Harga Sawit di Sumsel Kian Anjlok, Capai Titik Terendah Rp800 Per Kilogram

"Akibatnys ekspor kita masih tersendat yg mengakibatkan tangki CPO di pabrik cenderung tidak tersalur," ujarnya.

Tasmalinda
Minggu, 26 Juni 2022 | 19:25 WIB
Harga Sawit di Sumsel Kian Anjlok, Capai Titik Terendah Rp800 Per Kilogram
Ilustrasi panen sawit. Harga sawit di Sumsel kian anjlok, terendah sepanjang tahun ini. [Suara.com/Alfat Handri]

SuaraSumsel.id - Harga Tandan Buah Segar (TBS) Sawit di Sumatera Selatan atau Sumsel kian anjlok. Harga pada saat ini dirasa petani menjadi harga terendah sepanjang penjualan sepanjang tahun ini.

Di Kabupaten Empat Lawang, harga TBS menyentuh titik rendah, ada di angka Rp800 per kilogram. Bahkan petani memilih tidak memanen buah sawit, akibat harga yang kian rendah tersebut.

“Solusinya tahan dulu karena harga sawit di Empat Lawang ini anjlok sampai Rp800 per kilogramnya,” kata Hasan seorang pemilik kebun sawit melansir Sumselupdate.co-jaringan Suara.com.

Tidak hanya sampai disitu menurutnya kesulitan sebagai petani sawit semakin terasa saatbini sebab harga pupuk dan pestisida juga masih sangat tinggi.

Baca Juga:Prakiraan Cuaca 26 Juni 2022, BMKG: Akhir Pekan, Sumsel Hujan Sedang

“Itu juga faktor yang membuat kami berat untuk memanen sawit,” keluhnya.

Andri, pemilik kebun sawit lainnya mengaku dirinya merasa sulit dengan harga sawit yang anjlok hingga Rp800 per kilogram.

“Kemarin sempat turun ke Rp900 sekarang turun lagi 800 anjlok terus harga pupuk juga melambung,” ujarnya.

“Harga pestisida melambung, racun rumput melambung, bisa dibilang semua bahan untuk operasional kita melambung,” tutupnya.

Sementara itu, Analisis PSP Dinas Perkebunan Sumsel, Rudi Apriadi mengungkapkan harga sawit di tingkat petani masih anjlok karena ekspor CPO dan turunannya belum normal.

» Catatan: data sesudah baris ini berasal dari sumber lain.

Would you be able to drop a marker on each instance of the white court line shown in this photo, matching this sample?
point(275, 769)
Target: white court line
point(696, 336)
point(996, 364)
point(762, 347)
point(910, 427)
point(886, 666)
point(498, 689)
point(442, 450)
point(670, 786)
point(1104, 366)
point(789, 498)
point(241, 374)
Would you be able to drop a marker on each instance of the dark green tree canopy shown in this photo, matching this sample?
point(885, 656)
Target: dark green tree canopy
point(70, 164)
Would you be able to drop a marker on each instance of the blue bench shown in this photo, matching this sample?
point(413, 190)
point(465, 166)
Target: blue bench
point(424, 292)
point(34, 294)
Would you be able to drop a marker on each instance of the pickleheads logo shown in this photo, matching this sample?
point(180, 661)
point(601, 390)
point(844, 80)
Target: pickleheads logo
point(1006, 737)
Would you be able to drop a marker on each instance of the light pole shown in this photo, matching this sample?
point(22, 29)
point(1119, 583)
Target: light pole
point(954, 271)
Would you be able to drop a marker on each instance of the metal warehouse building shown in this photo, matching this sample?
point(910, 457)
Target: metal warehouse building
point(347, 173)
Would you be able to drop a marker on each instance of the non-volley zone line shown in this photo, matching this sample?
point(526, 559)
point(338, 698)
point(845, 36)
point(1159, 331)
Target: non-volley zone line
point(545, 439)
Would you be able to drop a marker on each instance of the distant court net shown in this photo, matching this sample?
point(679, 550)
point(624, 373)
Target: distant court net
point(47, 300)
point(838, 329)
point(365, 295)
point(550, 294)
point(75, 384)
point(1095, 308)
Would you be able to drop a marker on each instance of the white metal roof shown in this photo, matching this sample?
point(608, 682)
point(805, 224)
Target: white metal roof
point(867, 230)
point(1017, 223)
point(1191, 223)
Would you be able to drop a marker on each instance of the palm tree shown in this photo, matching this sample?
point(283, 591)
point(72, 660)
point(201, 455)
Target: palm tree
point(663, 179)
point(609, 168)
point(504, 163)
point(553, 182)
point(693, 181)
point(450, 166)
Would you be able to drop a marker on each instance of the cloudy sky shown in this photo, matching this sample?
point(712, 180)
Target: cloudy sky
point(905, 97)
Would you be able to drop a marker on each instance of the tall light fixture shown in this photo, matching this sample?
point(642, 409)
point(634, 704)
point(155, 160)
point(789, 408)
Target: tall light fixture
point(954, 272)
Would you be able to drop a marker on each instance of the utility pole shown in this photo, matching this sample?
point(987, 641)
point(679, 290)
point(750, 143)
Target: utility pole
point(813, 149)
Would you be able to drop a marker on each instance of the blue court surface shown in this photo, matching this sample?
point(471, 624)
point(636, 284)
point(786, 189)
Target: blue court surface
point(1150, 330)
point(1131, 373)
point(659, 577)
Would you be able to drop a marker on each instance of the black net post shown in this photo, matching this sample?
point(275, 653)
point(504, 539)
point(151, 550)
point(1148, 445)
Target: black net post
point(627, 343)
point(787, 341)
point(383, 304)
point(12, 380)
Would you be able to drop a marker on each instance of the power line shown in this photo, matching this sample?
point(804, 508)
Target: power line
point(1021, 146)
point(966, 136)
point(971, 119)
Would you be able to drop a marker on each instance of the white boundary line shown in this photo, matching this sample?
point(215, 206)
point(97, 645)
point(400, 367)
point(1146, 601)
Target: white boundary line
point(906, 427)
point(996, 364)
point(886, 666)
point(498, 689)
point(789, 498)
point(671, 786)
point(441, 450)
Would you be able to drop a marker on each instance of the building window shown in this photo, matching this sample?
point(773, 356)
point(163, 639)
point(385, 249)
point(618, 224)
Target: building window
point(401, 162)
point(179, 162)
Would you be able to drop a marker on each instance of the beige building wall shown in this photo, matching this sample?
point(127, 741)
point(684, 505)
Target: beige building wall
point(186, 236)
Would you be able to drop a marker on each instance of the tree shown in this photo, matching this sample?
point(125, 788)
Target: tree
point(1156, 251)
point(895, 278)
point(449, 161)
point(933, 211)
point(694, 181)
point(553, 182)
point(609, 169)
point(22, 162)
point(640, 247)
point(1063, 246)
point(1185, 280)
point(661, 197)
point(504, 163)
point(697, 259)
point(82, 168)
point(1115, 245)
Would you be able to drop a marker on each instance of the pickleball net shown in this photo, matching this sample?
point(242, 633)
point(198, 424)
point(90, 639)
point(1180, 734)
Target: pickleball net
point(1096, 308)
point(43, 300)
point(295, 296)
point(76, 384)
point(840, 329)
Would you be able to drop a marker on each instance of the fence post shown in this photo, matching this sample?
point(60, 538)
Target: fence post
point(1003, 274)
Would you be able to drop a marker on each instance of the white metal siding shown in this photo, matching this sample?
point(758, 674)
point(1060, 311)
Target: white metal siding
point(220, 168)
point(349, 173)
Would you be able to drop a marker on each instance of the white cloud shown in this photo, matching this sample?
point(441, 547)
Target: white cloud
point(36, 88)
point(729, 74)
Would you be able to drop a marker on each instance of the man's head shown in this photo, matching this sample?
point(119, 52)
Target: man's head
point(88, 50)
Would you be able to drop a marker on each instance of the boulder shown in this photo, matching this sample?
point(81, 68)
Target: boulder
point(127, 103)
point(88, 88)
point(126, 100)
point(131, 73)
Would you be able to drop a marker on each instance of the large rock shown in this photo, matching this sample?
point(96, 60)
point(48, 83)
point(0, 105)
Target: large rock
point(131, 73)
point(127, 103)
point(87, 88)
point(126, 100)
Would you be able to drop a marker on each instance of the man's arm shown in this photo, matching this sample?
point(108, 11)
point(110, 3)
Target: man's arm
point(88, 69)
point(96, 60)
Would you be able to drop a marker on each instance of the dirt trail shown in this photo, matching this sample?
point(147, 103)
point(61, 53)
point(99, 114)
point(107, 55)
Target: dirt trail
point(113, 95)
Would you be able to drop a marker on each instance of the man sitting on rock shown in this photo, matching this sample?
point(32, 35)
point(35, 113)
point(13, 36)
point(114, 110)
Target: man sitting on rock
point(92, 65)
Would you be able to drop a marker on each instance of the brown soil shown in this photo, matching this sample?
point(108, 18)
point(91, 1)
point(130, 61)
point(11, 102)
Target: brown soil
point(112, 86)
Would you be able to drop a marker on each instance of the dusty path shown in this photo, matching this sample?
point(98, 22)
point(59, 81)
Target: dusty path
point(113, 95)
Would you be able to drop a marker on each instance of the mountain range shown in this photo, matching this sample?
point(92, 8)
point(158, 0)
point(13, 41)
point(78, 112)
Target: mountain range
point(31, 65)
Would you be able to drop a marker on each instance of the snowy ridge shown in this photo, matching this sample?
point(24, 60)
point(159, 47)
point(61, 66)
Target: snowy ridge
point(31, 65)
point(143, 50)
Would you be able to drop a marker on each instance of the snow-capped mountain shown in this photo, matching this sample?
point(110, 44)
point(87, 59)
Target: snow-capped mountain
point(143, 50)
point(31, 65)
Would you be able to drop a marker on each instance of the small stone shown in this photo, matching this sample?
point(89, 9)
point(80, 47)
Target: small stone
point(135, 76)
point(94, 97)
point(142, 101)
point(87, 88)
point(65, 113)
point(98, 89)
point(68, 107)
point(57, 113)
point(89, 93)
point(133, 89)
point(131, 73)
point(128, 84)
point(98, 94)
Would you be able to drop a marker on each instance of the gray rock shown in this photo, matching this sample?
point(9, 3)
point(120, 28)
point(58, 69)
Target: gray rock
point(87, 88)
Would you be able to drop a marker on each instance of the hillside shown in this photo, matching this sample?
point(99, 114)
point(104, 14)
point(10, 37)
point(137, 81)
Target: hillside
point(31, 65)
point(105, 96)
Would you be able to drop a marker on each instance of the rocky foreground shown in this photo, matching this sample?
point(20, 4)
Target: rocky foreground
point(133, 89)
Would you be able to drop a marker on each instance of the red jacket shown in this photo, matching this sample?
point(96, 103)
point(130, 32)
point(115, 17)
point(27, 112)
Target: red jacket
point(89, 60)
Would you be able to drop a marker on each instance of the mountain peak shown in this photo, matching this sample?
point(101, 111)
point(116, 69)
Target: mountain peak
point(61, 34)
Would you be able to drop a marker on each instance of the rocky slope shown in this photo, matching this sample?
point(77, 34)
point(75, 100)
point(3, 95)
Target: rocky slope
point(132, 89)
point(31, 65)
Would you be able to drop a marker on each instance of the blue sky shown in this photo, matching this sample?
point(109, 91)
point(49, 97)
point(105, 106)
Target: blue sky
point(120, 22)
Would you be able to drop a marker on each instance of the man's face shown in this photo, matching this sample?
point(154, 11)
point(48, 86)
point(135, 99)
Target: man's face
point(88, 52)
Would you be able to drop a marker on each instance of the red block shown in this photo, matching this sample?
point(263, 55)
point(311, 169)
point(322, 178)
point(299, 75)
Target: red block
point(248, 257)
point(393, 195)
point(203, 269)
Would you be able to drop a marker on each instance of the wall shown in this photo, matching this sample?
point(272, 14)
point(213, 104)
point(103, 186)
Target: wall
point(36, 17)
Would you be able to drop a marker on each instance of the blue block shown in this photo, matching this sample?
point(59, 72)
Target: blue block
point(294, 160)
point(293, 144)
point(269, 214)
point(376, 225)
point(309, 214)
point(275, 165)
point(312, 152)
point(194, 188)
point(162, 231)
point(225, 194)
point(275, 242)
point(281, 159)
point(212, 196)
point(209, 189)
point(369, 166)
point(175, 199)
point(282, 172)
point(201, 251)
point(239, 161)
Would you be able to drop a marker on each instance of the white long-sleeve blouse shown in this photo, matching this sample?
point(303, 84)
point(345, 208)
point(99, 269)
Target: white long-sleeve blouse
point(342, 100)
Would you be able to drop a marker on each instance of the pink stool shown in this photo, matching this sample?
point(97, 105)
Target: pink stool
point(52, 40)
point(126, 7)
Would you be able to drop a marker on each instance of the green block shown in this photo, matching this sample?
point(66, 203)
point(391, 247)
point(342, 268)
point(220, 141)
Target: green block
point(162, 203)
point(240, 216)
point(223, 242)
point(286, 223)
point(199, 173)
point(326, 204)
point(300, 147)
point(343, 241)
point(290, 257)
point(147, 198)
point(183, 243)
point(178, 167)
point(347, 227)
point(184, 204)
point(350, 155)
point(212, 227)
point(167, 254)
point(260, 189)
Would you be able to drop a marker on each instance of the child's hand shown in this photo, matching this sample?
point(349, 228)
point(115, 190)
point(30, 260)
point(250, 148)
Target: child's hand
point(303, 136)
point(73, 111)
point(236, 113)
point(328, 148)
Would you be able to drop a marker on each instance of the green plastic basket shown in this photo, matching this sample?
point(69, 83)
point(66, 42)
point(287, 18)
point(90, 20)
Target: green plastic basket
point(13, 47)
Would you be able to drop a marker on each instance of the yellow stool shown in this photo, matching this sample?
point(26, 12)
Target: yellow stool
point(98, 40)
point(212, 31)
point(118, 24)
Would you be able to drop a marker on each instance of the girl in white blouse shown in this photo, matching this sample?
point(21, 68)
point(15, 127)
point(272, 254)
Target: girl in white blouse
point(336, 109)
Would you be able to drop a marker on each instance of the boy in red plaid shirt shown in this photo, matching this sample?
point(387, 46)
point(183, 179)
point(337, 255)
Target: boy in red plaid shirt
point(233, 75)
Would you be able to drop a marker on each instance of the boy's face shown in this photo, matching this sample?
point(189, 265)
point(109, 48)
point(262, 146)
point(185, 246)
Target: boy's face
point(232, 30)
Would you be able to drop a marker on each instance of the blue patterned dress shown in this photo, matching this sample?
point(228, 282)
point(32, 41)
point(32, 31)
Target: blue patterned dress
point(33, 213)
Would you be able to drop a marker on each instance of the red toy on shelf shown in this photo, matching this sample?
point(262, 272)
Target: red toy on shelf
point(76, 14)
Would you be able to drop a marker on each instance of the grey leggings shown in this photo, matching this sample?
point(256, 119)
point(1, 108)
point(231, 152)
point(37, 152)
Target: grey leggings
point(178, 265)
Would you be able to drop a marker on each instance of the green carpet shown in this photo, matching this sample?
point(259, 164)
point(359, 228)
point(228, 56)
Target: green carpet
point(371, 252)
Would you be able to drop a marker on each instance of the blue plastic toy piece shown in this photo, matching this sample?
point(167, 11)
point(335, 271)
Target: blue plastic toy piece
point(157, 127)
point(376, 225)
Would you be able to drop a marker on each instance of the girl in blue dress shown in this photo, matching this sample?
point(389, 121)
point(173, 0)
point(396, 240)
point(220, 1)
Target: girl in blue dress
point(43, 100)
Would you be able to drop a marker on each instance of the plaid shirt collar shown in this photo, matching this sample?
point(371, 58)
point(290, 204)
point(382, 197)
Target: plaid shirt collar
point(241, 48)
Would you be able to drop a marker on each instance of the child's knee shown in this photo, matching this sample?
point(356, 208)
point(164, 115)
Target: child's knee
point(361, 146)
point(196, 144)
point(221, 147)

Baca Juga:Dinyatakan Sehat, 450 Calon Jemaah Haji Sumsel Berangkat Subuh Besok

Hal ini disebabkan harga CPO global juga mengalami tekanan dengan mulai membanjirinya minyak kedelai dan minyak biji bunga matahari.

"Kedua minyak tersebut merupakan minyak alternatif pengganti CPO," ujarnya kepada Suara.com.

"Akibatnys ekspor kita masih tersendat yg mengakibatkan tangki CPO di pabrik cenderung tidak tersalur," sambungnya.

Padahal sebelumnya CPO merupakan salah satu komoditas penyumbang devisa terbesar bagi Indonesia. Pemerintah telah mengambil langkah langkah dengan cara mempercepat proses distribusi minyak goreng curah ke masyarakat.

"Harapannya kalau penyaluran minyak goreng lancar, tanki CPO pun akan berkurang dan PKS bisa beli TBS petani lagi. Namun hal ini belum cukup untuk mendongkrak harga TBS di tingkat petani," sambung ia.

Ia pun menyarankan agar pungutan ekspor (PE), bea keluar (BK), flush out (FO) ekspor minyak sawit mentah (crude palm oil/CPO) diturunkan untuk sementara waktu. Dengan demikian harga TBS ikut terkerek berlahan-lahan.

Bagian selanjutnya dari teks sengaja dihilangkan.